Dance
Performed by Phoenix Dance Theatre
Directed by Sharon Watson
WY Playhouse (Quarry Theatre), Leeds
Date of Performance: Friday 3rd February, 2012
Duration: 2 hours, 0 minutes (two intervals, total 40 mins)
Review by Don Gillan, www.stagebeauty.net

Phoenix Dance Theatre's latest tour concoction, "Crossing Points" is a mixed programme of diverse dance pieces that genuinely lives up to it's name - four short pieces that with enough diversity in style and pace to appeal to a wide audience and keep every single viewer enthralled throughout.
The opening piece, Catch, is a twenty minute work for six dancers, three boys and three girls, inspired by the René Magritte painting, The Son of Man. The piece opens with the six performers in business attire marching across the stage, criss-crossing and making sharp turns and eventually ending crushed together in a log-jam - much like an everyday scene on the streets of London. Then the choreography opens up and takes on a more surreal and animalistic edge as the dancers begin to divest themselves of their cumbersome attire, stripping down to vests and mens underpants. At the close, this abstract world is dominated by a rope dangling in a corner of the stage which becomes the focus of the dancers attention, although it seems to sting any who touch it.
Next came the oldest piece in the collection, Henri Oguike's Signal, an energetic martial piece set to the thundering tribal percussion of Japanese Taiko drums. Opening with just one dancer dressed in a red bodysuit, he is soon joined by four more who come and go in different combinations, the choreography changing in pace and energy as it contrasts themes conjuring the hue and cry of the battlefield with the deceptive calm in the eye of a storm. Toward the end, a curtain raises to reveal a row of fire-pots as the music and choreography increase in energy toward a thrilling conclusion.

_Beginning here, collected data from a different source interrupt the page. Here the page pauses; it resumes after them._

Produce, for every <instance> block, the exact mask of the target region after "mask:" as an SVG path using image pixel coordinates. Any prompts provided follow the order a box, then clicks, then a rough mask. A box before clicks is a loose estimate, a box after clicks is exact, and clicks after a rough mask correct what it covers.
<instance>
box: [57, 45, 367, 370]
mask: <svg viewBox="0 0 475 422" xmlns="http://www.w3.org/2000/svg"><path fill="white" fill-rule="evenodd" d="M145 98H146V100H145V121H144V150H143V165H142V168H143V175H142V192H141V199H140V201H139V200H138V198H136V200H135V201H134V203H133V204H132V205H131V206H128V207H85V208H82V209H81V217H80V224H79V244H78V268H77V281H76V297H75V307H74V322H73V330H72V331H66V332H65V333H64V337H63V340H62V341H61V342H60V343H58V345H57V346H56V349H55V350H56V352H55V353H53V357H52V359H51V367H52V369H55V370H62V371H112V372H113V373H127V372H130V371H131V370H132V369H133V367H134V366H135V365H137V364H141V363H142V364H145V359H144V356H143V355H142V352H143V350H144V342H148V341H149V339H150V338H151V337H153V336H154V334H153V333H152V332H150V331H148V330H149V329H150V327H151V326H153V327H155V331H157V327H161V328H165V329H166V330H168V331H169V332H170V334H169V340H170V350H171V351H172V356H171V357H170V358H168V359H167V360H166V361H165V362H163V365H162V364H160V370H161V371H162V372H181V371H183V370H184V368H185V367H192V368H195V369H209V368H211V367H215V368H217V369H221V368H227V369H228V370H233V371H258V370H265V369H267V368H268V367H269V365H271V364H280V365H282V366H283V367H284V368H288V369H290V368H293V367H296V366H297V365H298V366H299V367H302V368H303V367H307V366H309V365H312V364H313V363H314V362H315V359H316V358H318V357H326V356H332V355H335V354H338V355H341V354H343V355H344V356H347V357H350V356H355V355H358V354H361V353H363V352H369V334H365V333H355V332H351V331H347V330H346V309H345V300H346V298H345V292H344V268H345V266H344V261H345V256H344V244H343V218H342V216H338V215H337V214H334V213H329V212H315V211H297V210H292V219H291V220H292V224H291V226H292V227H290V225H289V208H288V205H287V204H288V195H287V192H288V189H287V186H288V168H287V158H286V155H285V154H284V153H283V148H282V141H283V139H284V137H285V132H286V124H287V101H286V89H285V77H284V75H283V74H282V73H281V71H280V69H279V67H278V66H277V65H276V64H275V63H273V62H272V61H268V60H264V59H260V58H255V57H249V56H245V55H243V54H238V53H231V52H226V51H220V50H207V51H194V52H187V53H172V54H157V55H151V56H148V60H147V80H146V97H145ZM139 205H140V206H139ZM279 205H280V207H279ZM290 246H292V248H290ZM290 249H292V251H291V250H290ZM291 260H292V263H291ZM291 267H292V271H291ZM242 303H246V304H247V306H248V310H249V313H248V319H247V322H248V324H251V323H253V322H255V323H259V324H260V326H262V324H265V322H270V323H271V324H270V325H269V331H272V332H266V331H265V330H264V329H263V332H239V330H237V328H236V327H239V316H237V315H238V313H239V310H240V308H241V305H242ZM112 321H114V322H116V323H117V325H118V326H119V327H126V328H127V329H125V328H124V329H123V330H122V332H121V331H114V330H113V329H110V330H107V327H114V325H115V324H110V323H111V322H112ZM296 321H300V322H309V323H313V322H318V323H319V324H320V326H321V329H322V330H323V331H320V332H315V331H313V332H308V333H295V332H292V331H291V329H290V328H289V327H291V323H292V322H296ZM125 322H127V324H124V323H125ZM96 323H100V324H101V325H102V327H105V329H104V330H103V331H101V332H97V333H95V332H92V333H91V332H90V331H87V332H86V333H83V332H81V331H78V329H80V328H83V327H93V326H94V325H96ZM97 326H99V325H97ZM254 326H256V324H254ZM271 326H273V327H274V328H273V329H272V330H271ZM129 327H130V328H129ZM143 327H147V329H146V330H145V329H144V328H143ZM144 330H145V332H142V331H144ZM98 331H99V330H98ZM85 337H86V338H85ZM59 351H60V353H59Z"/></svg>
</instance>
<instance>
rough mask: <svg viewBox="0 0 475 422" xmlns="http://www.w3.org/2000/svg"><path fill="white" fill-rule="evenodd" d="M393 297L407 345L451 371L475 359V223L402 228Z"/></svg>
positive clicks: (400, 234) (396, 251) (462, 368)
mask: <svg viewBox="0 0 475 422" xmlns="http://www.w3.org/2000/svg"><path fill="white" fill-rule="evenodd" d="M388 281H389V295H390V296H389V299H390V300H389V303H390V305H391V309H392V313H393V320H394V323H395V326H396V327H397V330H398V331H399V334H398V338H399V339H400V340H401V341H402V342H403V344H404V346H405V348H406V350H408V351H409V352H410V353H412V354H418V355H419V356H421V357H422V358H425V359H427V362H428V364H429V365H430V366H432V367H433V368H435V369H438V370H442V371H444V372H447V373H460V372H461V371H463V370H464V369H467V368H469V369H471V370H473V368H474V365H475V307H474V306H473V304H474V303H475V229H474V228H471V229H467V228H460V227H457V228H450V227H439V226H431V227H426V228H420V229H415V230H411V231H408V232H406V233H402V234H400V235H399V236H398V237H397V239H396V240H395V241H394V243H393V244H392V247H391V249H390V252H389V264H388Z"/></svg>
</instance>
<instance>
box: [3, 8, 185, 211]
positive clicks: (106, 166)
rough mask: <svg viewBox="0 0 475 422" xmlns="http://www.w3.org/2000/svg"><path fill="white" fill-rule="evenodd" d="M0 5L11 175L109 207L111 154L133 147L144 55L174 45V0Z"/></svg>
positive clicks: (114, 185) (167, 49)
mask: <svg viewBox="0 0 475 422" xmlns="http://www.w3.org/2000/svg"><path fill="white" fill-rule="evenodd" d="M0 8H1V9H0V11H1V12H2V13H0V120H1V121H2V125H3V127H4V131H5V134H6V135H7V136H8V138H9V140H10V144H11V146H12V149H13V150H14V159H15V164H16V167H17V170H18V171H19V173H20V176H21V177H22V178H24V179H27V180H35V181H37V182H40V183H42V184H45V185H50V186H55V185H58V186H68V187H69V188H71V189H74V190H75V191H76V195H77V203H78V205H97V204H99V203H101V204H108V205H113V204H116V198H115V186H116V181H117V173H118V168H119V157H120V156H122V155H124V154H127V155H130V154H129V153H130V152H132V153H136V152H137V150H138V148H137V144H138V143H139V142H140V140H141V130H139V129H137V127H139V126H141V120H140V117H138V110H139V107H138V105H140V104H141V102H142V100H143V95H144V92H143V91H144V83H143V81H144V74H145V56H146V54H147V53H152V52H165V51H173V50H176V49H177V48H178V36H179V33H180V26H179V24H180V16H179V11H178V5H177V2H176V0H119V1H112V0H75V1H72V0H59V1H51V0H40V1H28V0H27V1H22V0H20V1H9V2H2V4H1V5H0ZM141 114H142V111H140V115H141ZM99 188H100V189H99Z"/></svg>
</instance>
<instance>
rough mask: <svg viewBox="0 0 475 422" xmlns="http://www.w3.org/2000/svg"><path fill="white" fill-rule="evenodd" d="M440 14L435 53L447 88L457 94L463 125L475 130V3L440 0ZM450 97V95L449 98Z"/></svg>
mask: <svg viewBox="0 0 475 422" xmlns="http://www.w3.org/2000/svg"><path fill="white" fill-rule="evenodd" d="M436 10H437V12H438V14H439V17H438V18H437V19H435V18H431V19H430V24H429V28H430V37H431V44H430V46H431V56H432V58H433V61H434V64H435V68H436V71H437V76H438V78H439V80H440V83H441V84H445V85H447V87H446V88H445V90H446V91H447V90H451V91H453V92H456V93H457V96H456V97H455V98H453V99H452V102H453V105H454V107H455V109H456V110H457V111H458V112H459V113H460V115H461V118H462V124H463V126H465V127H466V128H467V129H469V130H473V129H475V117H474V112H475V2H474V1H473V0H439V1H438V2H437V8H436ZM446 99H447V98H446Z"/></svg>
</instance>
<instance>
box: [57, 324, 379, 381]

The third piece, the humourously inventive Maybe Yes Maybe, Maybe No Maybe, is a real crowd pleaser - set to the music of Street Furniture and the dancers own vocalisations. A live microphone hangs over the centre of the stage and the five dancers compete over it in a succession of gutteral grunts, wows, miaows and cheek-pops - the sounds they make then becoming central to the soundtrack for the choreography that follows. Lively and witty and played very much for fun, it is clearly a piece which the dancers enjoy every bit as much as the audience, their capering antics being interspersed with occasional moments of pure slapstick.
The final piece of the evening, Sound Clash, a brand new work by Kwesi Johnson with input from the Phoenix dancers, was, perhaps, the most compelling, using choreography inspired by the shapes and undulations of sound waves set to a pulsing score by Luke Harney. A projection onto the back wall of the stage showed ripples on the surface of a tray of water created by the rhythm of the music, with the movements of the dancers attempting to echo these complex patterns - sometimes moving together, sometimes in mirror-image.
The show as a a whole was yet another breathtaking display of visceral dance athleticism by this very talented troupe. The astonishing physicality of the performers, as much gymnasts as dancers, is evident in the precise intensity of every movement, their bodies perfectly in tune with the rhythms of the music, leading to some truly heart-stopping moments. As a showcase of four distinctively unique dance pieces, each highly meritorious in their own rights, this production is certainly a powerful and exhilarating exhibition of some of the best that talent and movement that modern contemporary dance has to offer. But, more than that, the four contrasting pieces, whilst appearing, prima facie, to be somewhat at odds, actually work together rather well, each stirring different emotions that, in the memory, come together in the crossing points of the title, and leaving the viewer at the end of the evening emotionally satisfied on every level.
A breath-taking display of diverse dance athleticism.